Quoiqu’étant adressée sous la forme d’un courrier simple, la société TDF ne conteste pas avoir reçu cette correspondance et au contraire elle le reconnaît expressément dans ses conclusions écrites.
Il s’ensuit que les consorts [R] ont pu ainsi valablement retirer leur acceptation, par courrier du 12 avril 2019, après réception du projet de bornage établi par le géomètre, portant la surface vendue à 224 m², et se considérer comme déliés de leur obligation vis-à-vis de cette offre.
Le fait que la société TDF ait ensuite fait rectifier la proposition de délimitation par son géomètre, pour la mettre en conformité avec la surface initialement convenue de 150 m², n’a pu avoir pour effet d’obliger à nouveau les consorts [R], alors qu’il n’est pas discuté que cette proposition leur est parvenue postérieurement à leur rétractation, laquelle avait donc produit effet et les avait déliés de leur engagement vis-à-vis de TDF.
Pour ces motifs, les prétentions de la société TDF seront rejetées et le jugement sera confirmé en ce qu’il l’a déboutée de sa demande de voir déclarer la vente parfaite et voir obliger les consorts [R] à régulariser l’acte authentique de vente.
Sur la demande subsidiaire de la société TDF, tendant à voir condamner les consorts [R] à lui verser une somme de 50'000 € à titre de dommages-intérêts en réparation de son préjudice résultant de la résistance abusive, c’est à juste titre que le tribunal l’en a déboutée, alors qu’il ne résulte pas des éléments soumis au débat que les consorts [R] auraient commis une faute en se rétractant de leur engagement, dans les conditions ci-dessus rappelées et en refusant ensuite de procéder à la régularisation de la vente. Aussi, le jugement sera-t-il également confirmé sur ce point.
Le jugement sera enfin confirmé en ce qu’il a condamné la société TDF aux dépens et celle-ci sera condamnée aux dépens afférents à la procédure d’appel ainsi qu’au paiement aux consorts [R] d’une indemnité d’un montant de 4 000 € au titre des frais irrépétibles que ces derniers ont été contraints d’exposer pour assurer la défense de leurs intérêts.

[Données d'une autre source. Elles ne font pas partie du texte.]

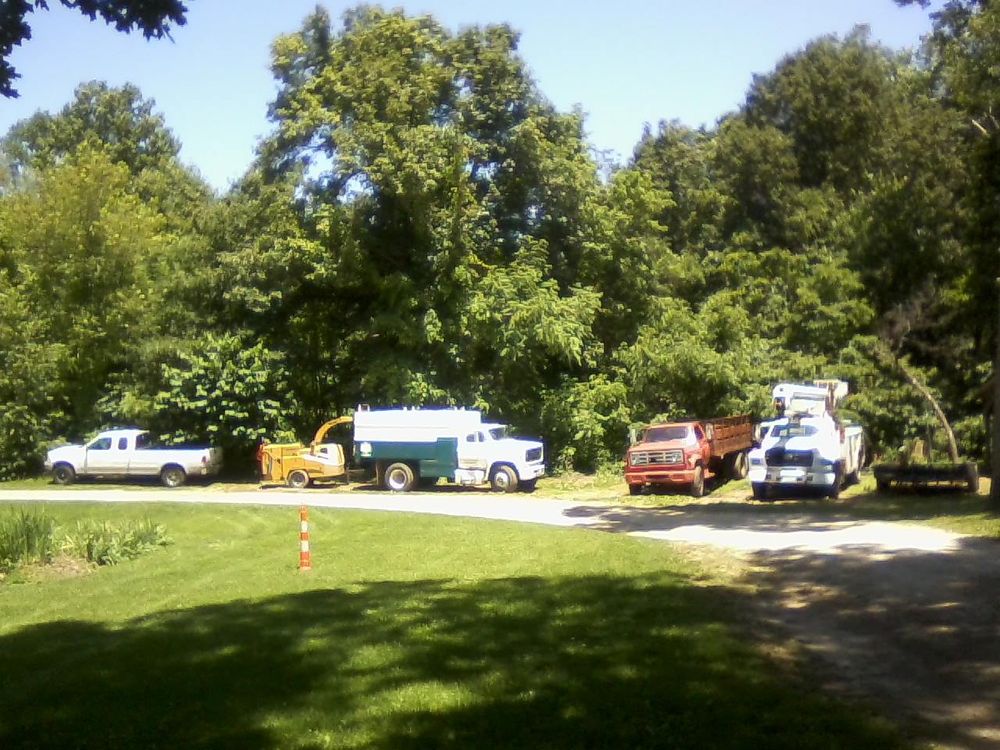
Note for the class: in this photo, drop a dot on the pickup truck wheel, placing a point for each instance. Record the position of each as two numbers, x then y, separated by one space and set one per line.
63 474
399 477
172 476
698 483
504 479
298 479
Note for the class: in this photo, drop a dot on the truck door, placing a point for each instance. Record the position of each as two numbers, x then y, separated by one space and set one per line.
145 460
472 452
108 455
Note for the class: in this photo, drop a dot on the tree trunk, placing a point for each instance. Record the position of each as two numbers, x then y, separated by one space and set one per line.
995 441
942 419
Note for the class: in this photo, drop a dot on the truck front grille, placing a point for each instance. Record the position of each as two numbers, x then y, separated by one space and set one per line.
647 458
778 456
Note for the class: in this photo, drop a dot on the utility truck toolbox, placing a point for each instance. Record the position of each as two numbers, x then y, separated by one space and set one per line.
404 447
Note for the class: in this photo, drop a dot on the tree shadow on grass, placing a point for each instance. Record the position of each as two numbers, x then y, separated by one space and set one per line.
524 662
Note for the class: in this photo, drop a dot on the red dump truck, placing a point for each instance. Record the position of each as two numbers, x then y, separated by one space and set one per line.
688 453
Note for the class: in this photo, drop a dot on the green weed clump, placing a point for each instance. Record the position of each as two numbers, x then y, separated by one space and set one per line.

La distraction des dépens sera ordonnée au profit de Maître Sandrine Bersat, avocate au barreau de Brive-la-Gaillarde, pour ceux des dépens dont elle a fait l’avance sans avoir reçu de provision, conformément aux dispositions de l’article 699 du code de procédure civile
PAR CES MOTIFS
La cour d’appel statuant en audience publique par décision contradictoire, rendue par mise à disposition au greffe, en dernier ressort et après en avoir délibéré conformément à la loi ;
CONFIRME le jugement prononcé par le tribunal judiciaire de Tulle le 9 décembre 2024 en ce qu’il a débouté la société TDF de sa demande de voir déclarer la vente parfaite, de voir obliger les consorts [R] à régulariser l’acte authentique de vente et de les voir condamner à lui payer des dommages et intérêts ;
DEBOUTE la société TDF de l’intégralité de ses demandes ;
Y ajoutant,
CONDAMNE la société TDF à payer à Mme [M] [I] [U] veuve [R], Mme [D] [R] épouse [N], Mme [E] [R] épouse [C] et à M. [V] [R] la somme de 4 000 € sur le fondement de l’article 700 du code de procédure civile ;
CONDAMNE la société TDF aux entiers dépens de première instance et d’appel, dont distraction au profit de Me Sandrine Bersat, avocate au barreau de Brive-la-Gaillarde, conformément aux dispositions de l’article 699 du code de procédure civile.
LA GREFFIÈRE, LE PRÉSIDENT,
Line MALLEVERGNE. Didier DE SEQUEIRA.